Reviews

October 20, 2006

Flags of our Fathers

Eastwood crafts an austere, knowing film about the power of images and the work of the everyday soldier

By Matt Singer

"We like things simple. Good and evil, heroes and villains… Most of the time they're not who we think they are." Thus Flags of our Fathers' opening narration announces its thesis, and thus director Clint Eastwood spends the next two hours investigating it thoroughly, thoughtfully and dramatically. The setting is the Battle of Iwo Jima, where six American soldiers raised their country's flag -- inadvertently emboldening the nation's patriotism when the event was captured by war correspondent Joe Rosenthal in the definitive photograph from World War II.

The men in Rosenthal's photograph did not consider themselves heroes. They simply followed orders to put up a flag -- a replacement, in fact, for the first banner hoisted that day (the original was salted away by a general to keep it from winding up in a politician's hands) -- that was raised only five days into a battle that would rage for 30 more. By the time it was over, three of the six soldiers were dead. As one of the survivors, Ira Hayes (Adam Beach) puts it, "All I did was try not to get shot."

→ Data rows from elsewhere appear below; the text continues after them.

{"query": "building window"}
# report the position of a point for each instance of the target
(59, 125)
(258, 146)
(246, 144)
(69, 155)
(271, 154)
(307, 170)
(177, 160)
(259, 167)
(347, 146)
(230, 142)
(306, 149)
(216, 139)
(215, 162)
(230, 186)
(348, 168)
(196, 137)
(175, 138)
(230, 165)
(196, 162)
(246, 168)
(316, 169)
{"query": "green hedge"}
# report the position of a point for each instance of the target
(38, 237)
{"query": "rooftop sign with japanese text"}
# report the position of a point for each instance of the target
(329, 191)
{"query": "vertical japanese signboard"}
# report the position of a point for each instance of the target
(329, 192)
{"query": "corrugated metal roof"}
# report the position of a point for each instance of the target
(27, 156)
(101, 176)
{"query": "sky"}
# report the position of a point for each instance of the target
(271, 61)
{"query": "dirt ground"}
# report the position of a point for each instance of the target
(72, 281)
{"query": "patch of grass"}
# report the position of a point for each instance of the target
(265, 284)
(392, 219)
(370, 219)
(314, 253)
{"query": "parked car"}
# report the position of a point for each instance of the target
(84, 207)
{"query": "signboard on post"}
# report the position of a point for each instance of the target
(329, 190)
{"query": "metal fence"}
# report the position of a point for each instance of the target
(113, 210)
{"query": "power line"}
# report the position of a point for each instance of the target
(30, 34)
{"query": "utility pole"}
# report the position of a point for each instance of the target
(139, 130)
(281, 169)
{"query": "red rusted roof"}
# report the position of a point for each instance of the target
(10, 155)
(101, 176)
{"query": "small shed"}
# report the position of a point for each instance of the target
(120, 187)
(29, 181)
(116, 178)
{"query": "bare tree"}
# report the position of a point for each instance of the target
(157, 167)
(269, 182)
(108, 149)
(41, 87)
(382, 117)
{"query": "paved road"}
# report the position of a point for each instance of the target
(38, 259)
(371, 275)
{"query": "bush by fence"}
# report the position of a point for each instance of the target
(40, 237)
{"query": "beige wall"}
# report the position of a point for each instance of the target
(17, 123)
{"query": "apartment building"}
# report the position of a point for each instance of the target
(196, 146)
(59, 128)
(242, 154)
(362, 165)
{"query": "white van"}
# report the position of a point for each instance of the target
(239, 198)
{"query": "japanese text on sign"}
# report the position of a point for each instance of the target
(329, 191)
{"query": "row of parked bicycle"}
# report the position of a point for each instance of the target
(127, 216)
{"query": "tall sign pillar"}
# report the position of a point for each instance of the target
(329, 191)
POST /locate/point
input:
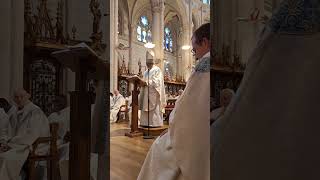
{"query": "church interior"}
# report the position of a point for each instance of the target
(44, 43)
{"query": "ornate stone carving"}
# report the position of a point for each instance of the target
(96, 35)
(157, 5)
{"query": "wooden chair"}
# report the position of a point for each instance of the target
(123, 111)
(52, 157)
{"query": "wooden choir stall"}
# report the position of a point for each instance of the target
(82, 61)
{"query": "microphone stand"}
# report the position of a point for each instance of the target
(148, 132)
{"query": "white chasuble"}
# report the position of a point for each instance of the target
(270, 130)
(118, 101)
(157, 102)
(183, 153)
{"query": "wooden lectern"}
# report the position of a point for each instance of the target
(135, 106)
(82, 61)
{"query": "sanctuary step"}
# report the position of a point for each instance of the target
(156, 131)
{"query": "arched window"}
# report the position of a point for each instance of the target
(120, 23)
(144, 30)
(167, 39)
(206, 1)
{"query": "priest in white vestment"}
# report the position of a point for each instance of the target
(183, 152)
(271, 128)
(154, 83)
(31, 124)
(117, 101)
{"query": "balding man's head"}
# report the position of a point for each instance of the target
(21, 97)
(116, 92)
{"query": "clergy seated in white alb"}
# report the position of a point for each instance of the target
(152, 98)
(117, 101)
(62, 116)
(226, 96)
(183, 153)
(271, 128)
(31, 123)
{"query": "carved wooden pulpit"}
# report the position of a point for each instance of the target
(135, 106)
(83, 61)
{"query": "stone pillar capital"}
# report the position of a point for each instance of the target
(157, 5)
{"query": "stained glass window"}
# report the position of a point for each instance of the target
(143, 30)
(167, 39)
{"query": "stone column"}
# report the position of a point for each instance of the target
(130, 60)
(113, 45)
(157, 30)
(11, 47)
(186, 54)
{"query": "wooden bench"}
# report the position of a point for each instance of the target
(52, 157)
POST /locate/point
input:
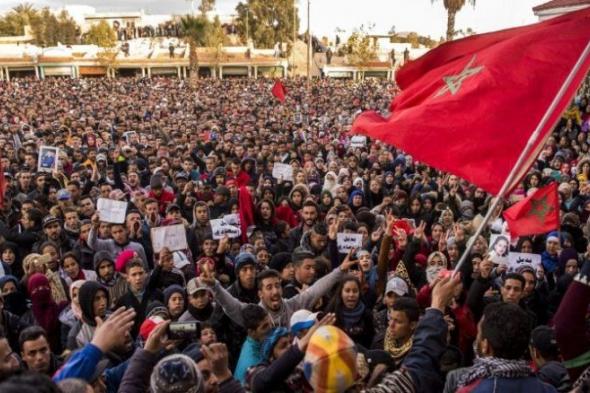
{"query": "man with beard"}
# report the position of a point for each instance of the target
(309, 216)
(502, 339)
(305, 272)
(512, 290)
(53, 231)
(113, 281)
(36, 353)
(270, 292)
(8, 360)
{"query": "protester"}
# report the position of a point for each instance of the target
(273, 287)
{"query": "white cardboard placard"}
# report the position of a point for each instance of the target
(220, 228)
(111, 210)
(518, 259)
(348, 241)
(172, 236)
(284, 170)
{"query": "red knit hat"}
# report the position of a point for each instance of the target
(149, 325)
(122, 259)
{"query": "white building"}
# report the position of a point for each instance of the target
(555, 8)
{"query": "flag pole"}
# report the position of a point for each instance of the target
(524, 155)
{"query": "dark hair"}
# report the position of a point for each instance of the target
(30, 333)
(263, 275)
(134, 262)
(507, 328)
(408, 306)
(29, 381)
(320, 228)
(515, 276)
(72, 255)
(544, 341)
(73, 385)
(253, 315)
(150, 201)
(336, 305)
(309, 202)
(36, 216)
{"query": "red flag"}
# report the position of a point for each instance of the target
(537, 213)
(2, 185)
(246, 211)
(279, 91)
(470, 106)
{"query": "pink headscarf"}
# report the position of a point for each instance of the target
(75, 303)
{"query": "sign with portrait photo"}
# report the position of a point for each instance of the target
(48, 159)
(499, 249)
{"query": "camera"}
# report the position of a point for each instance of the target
(184, 330)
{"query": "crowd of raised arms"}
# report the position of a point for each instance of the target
(328, 272)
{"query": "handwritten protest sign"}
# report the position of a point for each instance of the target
(173, 237)
(282, 170)
(220, 227)
(519, 259)
(348, 241)
(48, 159)
(358, 141)
(111, 210)
(232, 219)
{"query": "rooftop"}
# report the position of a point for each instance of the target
(560, 4)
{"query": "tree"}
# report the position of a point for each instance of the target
(101, 34)
(453, 7)
(47, 29)
(193, 30)
(267, 22)
(360, 48)
(206, 6)
(13, 24)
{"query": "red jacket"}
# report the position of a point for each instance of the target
(166, 197)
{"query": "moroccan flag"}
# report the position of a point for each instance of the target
(246, 211)
(2, 186)
(470, 106)
(279, 91)
(537, 213)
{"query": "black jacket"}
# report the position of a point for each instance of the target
(129, 300)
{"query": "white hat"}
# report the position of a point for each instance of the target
(398, 286)
(302, 319)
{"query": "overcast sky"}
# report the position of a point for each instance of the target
(421, 16)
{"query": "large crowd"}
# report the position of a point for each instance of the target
(281, 302)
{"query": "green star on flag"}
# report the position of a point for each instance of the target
(538, 213)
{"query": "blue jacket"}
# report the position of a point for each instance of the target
(81, 365)
(506, 385)
(250, 356)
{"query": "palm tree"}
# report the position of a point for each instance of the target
(453, 7)
(193, 30)
(19, 17)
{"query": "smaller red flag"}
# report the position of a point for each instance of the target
(2, 186)
(279, 91)
(537, 213)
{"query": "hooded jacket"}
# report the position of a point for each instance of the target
(86, 296)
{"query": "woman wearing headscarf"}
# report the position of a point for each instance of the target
(71, 317)
(352, 315)
(45, 309)
(265, 220)
(94, 300)
(10, 260)
(330, 183)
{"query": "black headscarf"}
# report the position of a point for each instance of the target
(86, 296)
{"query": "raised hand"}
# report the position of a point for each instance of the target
(348, 261)
(113, 332)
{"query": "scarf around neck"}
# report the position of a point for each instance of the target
(492, 367)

Eastwood then follows Hayes, Doc Bradley (Ryan Phillippe) and Rene Gagnon (Jesse Bradford) along two divergent chronologies. In one, the trio fight for their lives on Iwo Jima; in the other, the men tour the United States, making public appearances to drum up war bond sales after the photo has turned them into national celebrities. Few soldiers return from war with the desire to relive what they've done (both of my grandfathers served in WWII, and the only stories they ever offered were silly, basic training mishaps), but by appearing in that photo, Bradley, Gagnon and Hayes are doomed to repeat it. Eastwood's cross-cutting beautifully illustrates these soldiers' haunted psyches, constantly reminded of the horrors they've endured. As their likenesses become a rallying cry, Rosenthal's picture is reproduced endlessly: as painting, statue, war bonds poster, even as a syrup-slathered dessert. The American people look at the Iwo Jima flag raising and see heroism. The men who raised the flag see only tragedy.

Ultimately, Flags of our Fathers is about the power of images, and the film itself does not lack for impactful visuals of its own. Aside from the lengthy daytime beachfront assault by U.S. forces that functions as Flags' gut-wrenching centerpiece, Eastwood's approach to the Battle of Iwo Jima is almost impressionistic: shot largely in darkness and fog, the Japanese rarely represented by anything more than the barrels of their machine guns. (Eastwood will explore the Japanese perspective in the upcoming Letters From Iwo Jima.) Here, war is ultimately a nightmare in the minds of the men who've lived it.

Despite his spotty war film record as an actor (his most memorable war roles, as Corporal McBurney in Don Siegel's The Beguiled and as Private Kelly in Brian G. Hutton's Kelly's Heroes, were hooligans at best and traitors at worst), Eastwood has made an austere, knowing movie that, above all, celebrates the work of the everyday soldier who does his job willingly, quietly and unglamorously. The single greatest act of heroism in Flags of our Fathers belongs to Bradley, but it's not his role in the flag-raising; it's his determination to continue helping his fellow servicemen even after shrapnel in his legs has stifled his ability to walk. Even as he analyzes the process by which governments invent and bestow greatness on individuals, Eastwood celebrates the individual acts that truly win wars. Bradley's son James -- Flags' narrator and the author of the book on which it was based -- says at the film's conclusion that in order to "honor [the soldiers], we should remember them as they really were." In this case, the greatest compliment one can bestow on Eastwood is to observe that he has done just that.